Embolia cutis medicamentosa (Nicolau’s syndrome) was originally described in 1925 by Nicolau, occurring after intramuscular injection of bismuth salt for the treatment of syphilis. Basically the suspected pathogenetic mechanism is the accidental peri- or intravascular injection of a drug, which leads to vascular spasms and consecutive intravascular thrombosis.

Embolia cutis medicamentosa following administration of GA was first reported by Gaudez et al. [1]. A review of the literature reveals several case reports on this topic [2, 3] including reports of localized panniculitis secondary to subcutaneous GA injections [4, 5]. According to the literature, there is no evidence for any specific risk factor promoting these side effects.

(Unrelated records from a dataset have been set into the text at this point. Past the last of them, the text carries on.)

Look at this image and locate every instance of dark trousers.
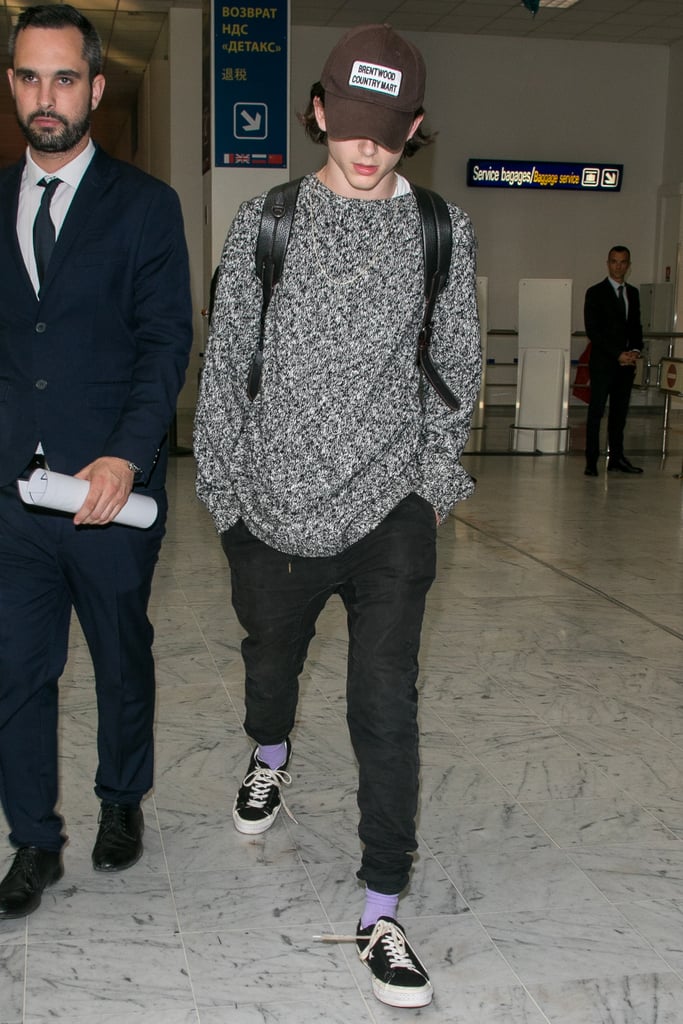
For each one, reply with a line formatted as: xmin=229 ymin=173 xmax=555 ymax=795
xmin=221 ymin=495 xmax=436 ymax=893
xmin=0 ymin=484 xmax=166 ymax=850
xmin=586 ymin=362 xmax=636 ymax=466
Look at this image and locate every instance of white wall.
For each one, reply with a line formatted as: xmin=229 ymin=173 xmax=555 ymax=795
xmin=290 ymin=28 xmax=671 ymax=330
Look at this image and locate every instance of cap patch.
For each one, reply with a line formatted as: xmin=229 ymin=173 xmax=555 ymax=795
xmin=348 ymin=60 xmax=403 ymax=96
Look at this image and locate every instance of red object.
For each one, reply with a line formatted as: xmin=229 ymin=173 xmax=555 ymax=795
xmin=571 ymin=341 xmax=591 ymax=406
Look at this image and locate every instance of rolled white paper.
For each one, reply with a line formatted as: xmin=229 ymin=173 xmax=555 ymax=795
xmin=17 ymin=469 xmax=159 ymax=529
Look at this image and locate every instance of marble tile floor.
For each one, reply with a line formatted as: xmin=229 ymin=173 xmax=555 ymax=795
xmin=0 ymin=436 xmax=683 ymax=1024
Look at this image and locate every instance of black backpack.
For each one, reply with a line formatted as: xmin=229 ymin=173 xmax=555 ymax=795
xmin=247 ymin=178 xmax=460 ymax=411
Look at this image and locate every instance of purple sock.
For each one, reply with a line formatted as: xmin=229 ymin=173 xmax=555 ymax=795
xmin=360 ymin=889 xmax=398 ymax=928
xmin=256 ymin=743 xmax=287 ymax=771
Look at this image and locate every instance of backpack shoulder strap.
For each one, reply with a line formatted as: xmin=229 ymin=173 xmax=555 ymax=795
xmin=247 ymin=178 xmax=301 ymax=401
xmin=411 ymin=185 xmax=460 ymax=411
xmin=411 ymin=185 xmax=453 ymax=301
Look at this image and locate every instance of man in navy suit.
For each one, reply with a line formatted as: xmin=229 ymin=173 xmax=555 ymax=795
xmin=0 ymin=4 xmax=191 ymax=920
xmin=584 ymin=246 xmax=643 ymax=476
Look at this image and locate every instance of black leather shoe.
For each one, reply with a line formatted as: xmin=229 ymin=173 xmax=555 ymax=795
xmin=92 ymin=800 xmax=144 ymax=871
xmin=0 ymin=846 xmax=65 ymax=921
xmin=607 ymin=456 xmax=642 ymax=473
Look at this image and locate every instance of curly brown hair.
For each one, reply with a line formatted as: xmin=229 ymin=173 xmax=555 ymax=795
xmin=297 ymin=82 xmax=438 ymax=159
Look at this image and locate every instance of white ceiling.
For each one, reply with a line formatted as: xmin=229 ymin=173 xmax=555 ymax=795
xmin=0 ymin=0 xmax=683 ymax=166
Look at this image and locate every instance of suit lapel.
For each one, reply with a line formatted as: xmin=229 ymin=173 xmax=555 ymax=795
xmin=41 ymin=148 xmax=117 ymax=297
xmin=0 ymin=160 xmax=37 ymax=301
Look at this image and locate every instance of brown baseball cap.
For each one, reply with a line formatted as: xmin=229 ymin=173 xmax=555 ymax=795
xmin=321 ymin=25 xmax=426 ymax=151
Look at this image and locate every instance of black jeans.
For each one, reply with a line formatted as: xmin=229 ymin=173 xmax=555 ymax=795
xmin=221 ymin=495 xmax=436 ymax=893
xmin=586 ymin=362 xmax=636 ymax=466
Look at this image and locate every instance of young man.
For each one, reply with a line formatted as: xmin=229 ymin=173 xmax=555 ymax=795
xmin=195 ymin=26 xmax=480 ymax=1007
xmin=0 ymin=4 xmax=191 ymax=920
xmin=584 ymin=246 xmax=643 ymax=476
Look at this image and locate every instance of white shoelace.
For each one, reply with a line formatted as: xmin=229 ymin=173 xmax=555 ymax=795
xmin=242 ymin=766 xmax=299 ymax=824
xmin=313 ymin=921 xmax=424 ymax=974
xmin=360 ymin=921 xmax=420 ymax=974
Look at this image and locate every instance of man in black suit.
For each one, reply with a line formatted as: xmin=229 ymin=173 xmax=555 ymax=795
xmin=0 ymin=4 xmax=191 ymax=920
xmin=584 ymin=246 xmax=643 ymax=476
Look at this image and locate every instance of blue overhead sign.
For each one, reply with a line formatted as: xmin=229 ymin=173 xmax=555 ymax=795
xmin=467 ymin=159 xmax=624 ymax=191
xmin=214 ymin=0 xmax=289 ymax=167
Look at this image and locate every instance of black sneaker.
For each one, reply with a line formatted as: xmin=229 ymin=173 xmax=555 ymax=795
xmin=232 ymin=739 xmax=296 ymax=836
xmin=355 ymin=918 xmax=434 ymax=1007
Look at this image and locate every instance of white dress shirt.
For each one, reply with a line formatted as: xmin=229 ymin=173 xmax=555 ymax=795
xmin=16 ymin=139 xmax=95 ymax=295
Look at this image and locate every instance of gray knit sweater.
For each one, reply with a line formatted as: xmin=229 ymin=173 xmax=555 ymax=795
xmin=195 ymin=175 xmax=480 ymax=556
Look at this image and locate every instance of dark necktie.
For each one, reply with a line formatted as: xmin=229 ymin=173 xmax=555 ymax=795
xmin=33 ymin=178 xmax=61 ymax=285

In this regard it is of particular interest that our patient showed damage of muscle tissue underneath the necrotic skin area.

An accidental intramuscular injection seems unlikely in our case for two reasons: first, the patient was obese (body mass index: 30.1) and exclusively used small needles for subcutaneous injections. Secondly, she was well trained in the administration of the regimen since she had been under treatment with GA for two years prior to the adverse event.

From an anatomical point of view the affected skin area is vascularized by an anastomosis of the superficial epigastric artery with branches of the inferior epigastric artery. Arterial blood supply herein is maintained via plexus formed by small perforating arterioles entering the upper skin layers from the underlying subcutis and muscles. Hence, a propagation of arterial thrombi into muscular tissue with consecutive partial ischemia of the rectus abdominis is a feasible hypothesis in our case.

We recommend monitoring of serum levels of creatine kinase in extensive embolia cutis following subcutaneous injections of GA or any other drug in order to maintain renal function, if applicable.

Acknowledgements

Financial support: none. Conflict of interest: none.

References

1 Gaudez C, Regnier S, Aractingi S, Heinzlef O. Dermite livedoide de Nicolau après injection de Copolymère-1 (Acétate de Glatiramer). Rev Neurol 2003; 159: 571-3; (Paris).

2 Bosca I, Bosca M, Belenguer A, Evole M, Hernandez M, Casanova B, Coret F. Necrotising cutaneous lesions as a side effect of glatiramer acetate. J Neurol 2006; 253: 1370-1.

3 Harde V, Schwarz T. Embolia cutis medicamentosa nach subcutaner Injektion von Glatirameracetat. JDDG 2007; 5: 1122-3.

4 Soares Almeida LM, Requena L, Kutzner H, Angulo J, de Sa J, Pignatelli J. Localized panniculitis secondary to subcutaneous glatiramer acetate injections for the treatment of multiple sclerosis: A clinicopathologic and immuno-histochemical study. J Am Acad Dermatol 2006; 55: 968-74.

5 Ball NJ, Cowan BJ, Moore GR, Hashimoto SA. Lobular panniculitis at the site of glatiramer acetate injections for the treatment of relapsing-remitting multiple sclerosis. A report of two cases. J Cutan Pathol 2008; 35: 407-10.